Topological classification of a finite union of open balls in $\mathbb{R}^n$ What are the possible topological shapes (i.e. up to homeomorphism) of a finite union of open balls in $\mathbb{R}^n?$
For example, for $n = 1$, open balls are just open intervals and a finite union of open intervals is just a disjoint union of open intervals (the union of two intervals that overlap is again an interval)
For $n = 2$, we can have a disjoint union of open balls, but also an annulus, or an "annulus with many holes", a disjoint union of "annuli with many holes" and maybe something else. 
Is there a classification of these possible shapes? 
EDIT

 A: First a definition: A manifold $M$ is called tame if it is homeomorphic to the interior of a compact manifold $\bar{M}$ with boundary. 
A connected tame surface $M$ is characterized by its genus (i.e. genus of $\bar{M}$), orientability and the number of boundary components of $\bar{M}$. 

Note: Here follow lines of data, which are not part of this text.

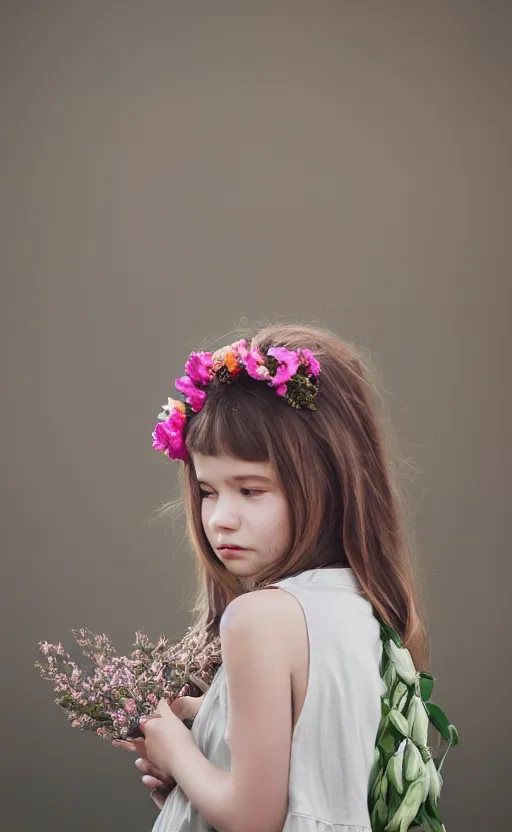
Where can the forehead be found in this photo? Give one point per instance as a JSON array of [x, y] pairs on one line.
[[224, 467]]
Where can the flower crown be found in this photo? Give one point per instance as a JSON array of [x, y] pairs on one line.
[[292, 373]]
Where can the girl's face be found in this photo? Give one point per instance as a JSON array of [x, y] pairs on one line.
[[243, 506]]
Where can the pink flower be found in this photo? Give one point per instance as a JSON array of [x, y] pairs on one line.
[[130, 707], [253, 363], [194, 396], [199, 367], [168, 435], [240, 348], [311, 362], [288, 365]]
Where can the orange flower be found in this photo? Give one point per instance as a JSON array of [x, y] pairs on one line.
[[231, 363]]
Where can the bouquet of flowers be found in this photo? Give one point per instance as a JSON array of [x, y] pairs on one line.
[[111, 693]]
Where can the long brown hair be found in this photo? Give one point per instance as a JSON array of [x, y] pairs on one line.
[[336, 467]]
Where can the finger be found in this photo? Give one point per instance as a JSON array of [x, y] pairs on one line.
[[158, 797], [126, 745], [145, 767], [163, 707], [153, 782]]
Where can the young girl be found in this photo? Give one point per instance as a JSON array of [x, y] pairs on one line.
[[295, 520]]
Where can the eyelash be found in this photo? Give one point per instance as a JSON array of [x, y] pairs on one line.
[[253, 491]]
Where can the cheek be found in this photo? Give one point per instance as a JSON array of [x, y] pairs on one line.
[[205, 516]]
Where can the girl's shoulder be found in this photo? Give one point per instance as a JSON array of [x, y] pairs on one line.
[[264, 612]]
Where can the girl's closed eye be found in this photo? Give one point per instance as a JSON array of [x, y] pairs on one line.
[[252, 492], [246, 492]]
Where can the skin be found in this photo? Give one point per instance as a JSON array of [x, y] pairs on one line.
[[243, 504]]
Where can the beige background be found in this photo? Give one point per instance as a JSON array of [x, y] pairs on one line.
[[170, 169]]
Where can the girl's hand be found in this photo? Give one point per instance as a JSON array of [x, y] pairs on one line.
[[164, 731], [161, 785], [154, 779]]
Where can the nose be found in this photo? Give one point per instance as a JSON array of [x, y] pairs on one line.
[[223, 517]]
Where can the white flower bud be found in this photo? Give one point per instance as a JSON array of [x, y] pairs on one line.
[[394, 769], [414, 766], [418, 721], [408, 809], [399, 696], [399, 721], [402, 660], [435, 781]]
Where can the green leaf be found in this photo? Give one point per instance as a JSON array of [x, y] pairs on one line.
[[454, 734], [432, 809], [439, 719], [388, 743], [426, 685]]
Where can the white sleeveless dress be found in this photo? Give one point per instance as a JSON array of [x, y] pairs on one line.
[[334, 738]]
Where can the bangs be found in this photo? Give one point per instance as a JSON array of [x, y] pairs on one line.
[[236, 420]]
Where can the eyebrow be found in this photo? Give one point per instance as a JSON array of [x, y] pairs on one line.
[[243, 477]]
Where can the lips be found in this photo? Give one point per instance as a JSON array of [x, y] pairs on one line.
[[231, 548]]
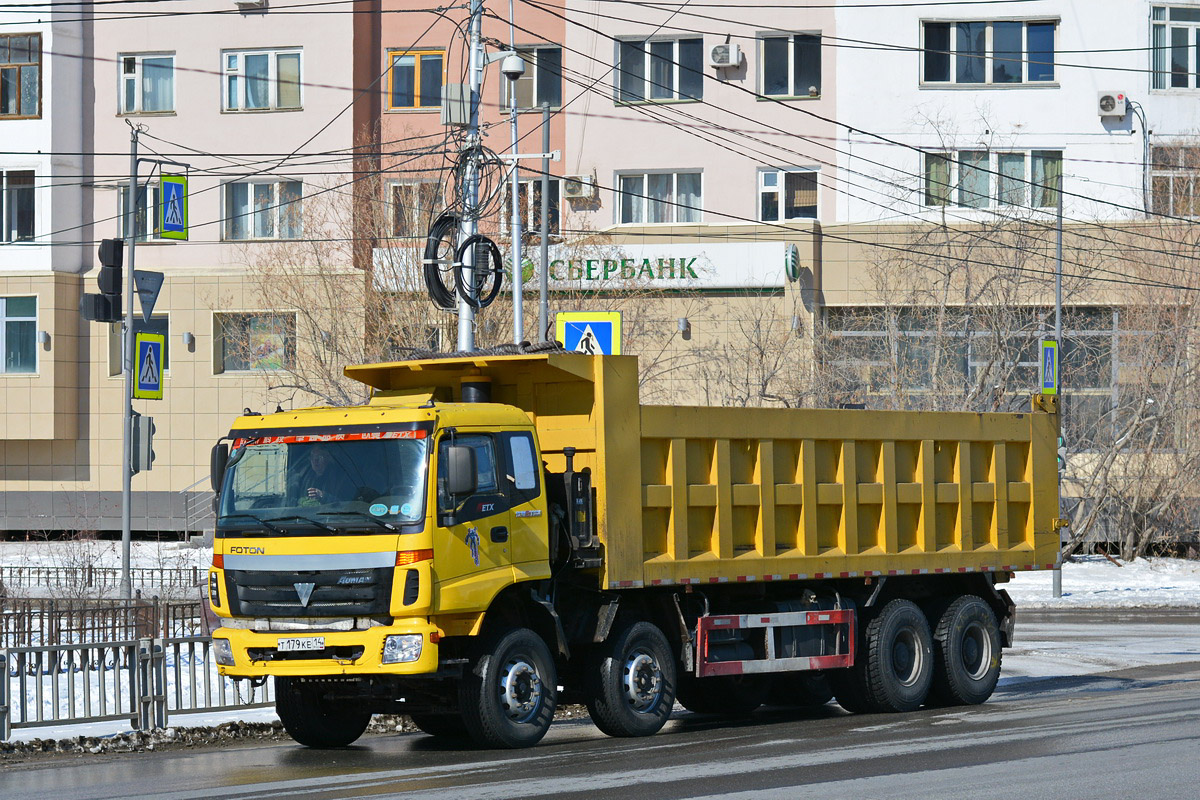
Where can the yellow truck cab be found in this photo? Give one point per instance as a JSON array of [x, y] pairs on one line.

For $n=2$ the classification will be: A surface $S$ is homeomorphic to a finite union of open round disks in $R^2$ if and only if $S$ is a tame surface of genus zero. 
In higher dimensions things are more complicated but one can prove that an $n$-dimensional manifold $M$ is homeomorphic to a finite union of open balls in $R^n$ if and only if $M$ is tame and the manifold $\bar{M}$ is homeomorphic to a piecewise-linear submanifold in $R^n$. 
In order to appreciate the complexity of this class of manifolds, note that every finite $k$-dimensional simplicial complex is homotopy-equivalent to a finite union of open round balls in $R^n$, $n=2k+1$. Already for $n=3$, a topological classification of finite unions  of round balls in $R^3$ is hopeless.